Originally published in the Portland Press Herald
by Dennis Hoey
More than 125 boats chugged across Frenchman Bay on Sunday to protest plans by American Aquafarms to place an industrial salmon farm in the bay off the coast of Bar Harbor and Acadia National Park.
Organizers of the “Save the Bay” flotilla said it demonstrates the depth of opposition to the proposed salmon farm. The parade of boats included working lobster boats as well as pleasure craft.
The flotilla passed by the Bar Harbor town pier, where people stood holding signs in opposition to the fish farm.
Protect Maine’s Fishing Heritage Foundation helped organize Sunday’s protest. The foundation and other parties are concerned that the fish farm will have negative environmental implications on the bay and its users.
American Aquafarms describes itself on its website as an American company that is in the process of establishing a hatchery, fish farm facilities – for both Atlantic salmon and cod – and a state-of-the art processing plant in coastal Maine.
American Aquafarms has proposed raising 66 million pounds of Atlantic salmon annually at two 15-pen sites in Frenchman Bay, according to the Mount Desert Islander newspaper. Each pen would encompass 60 acres.
Leslie Harlow, a local restaurateur, organized Sunday’s flotilla.
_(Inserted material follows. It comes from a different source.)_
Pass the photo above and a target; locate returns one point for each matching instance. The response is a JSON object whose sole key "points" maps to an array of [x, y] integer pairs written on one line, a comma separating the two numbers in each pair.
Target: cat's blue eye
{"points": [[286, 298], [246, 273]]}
She owners Ironbound, a restaurant in the town of Hancock.
“The synergy of tourism, lobstering, owner-operated independent aquaculture operations, and recreational boating works beautifully on Frenchman Bay,” Harlow told the newspaper. “A proposal of this magnitude threatens all of that.”
“Without question, this project has the potential to devastate the lobster industry in this area,” Zach Piper, a Hancock-based lobsterman and board member of Protect Maine’s Fishing Heritage Foundation, told the newspaper. “We need to make sure this never happens and then fix the rules and regulations that got us here in the first place. If we don’t stop this project, it will be only the beginning of selling our entire coastline to out-of-state investors who don’t care one bit about our heritage or jobs like mine that depend on a healthy, clean environment.”
A spokesman for American Aquafarms was not available Sunday evening to comment on Sunday’s flotilla demonstration.
A description of the fish farm project on the company’s website says that the protein needs of the planet are outpacing the ocean’s ability to produce, with global fishing resources stretched beyond sustainable levels. The company states that 90 percent of the fish consumed in the United States is imported from Chile, Norway, Scotland and Vietnam and that having a fish farm on the Maine coast will lower the carbon footprint of ocean-going vessels.
American Aquafarms’ application to operate the fish farm is pending before the Maine Department of Marine Resources.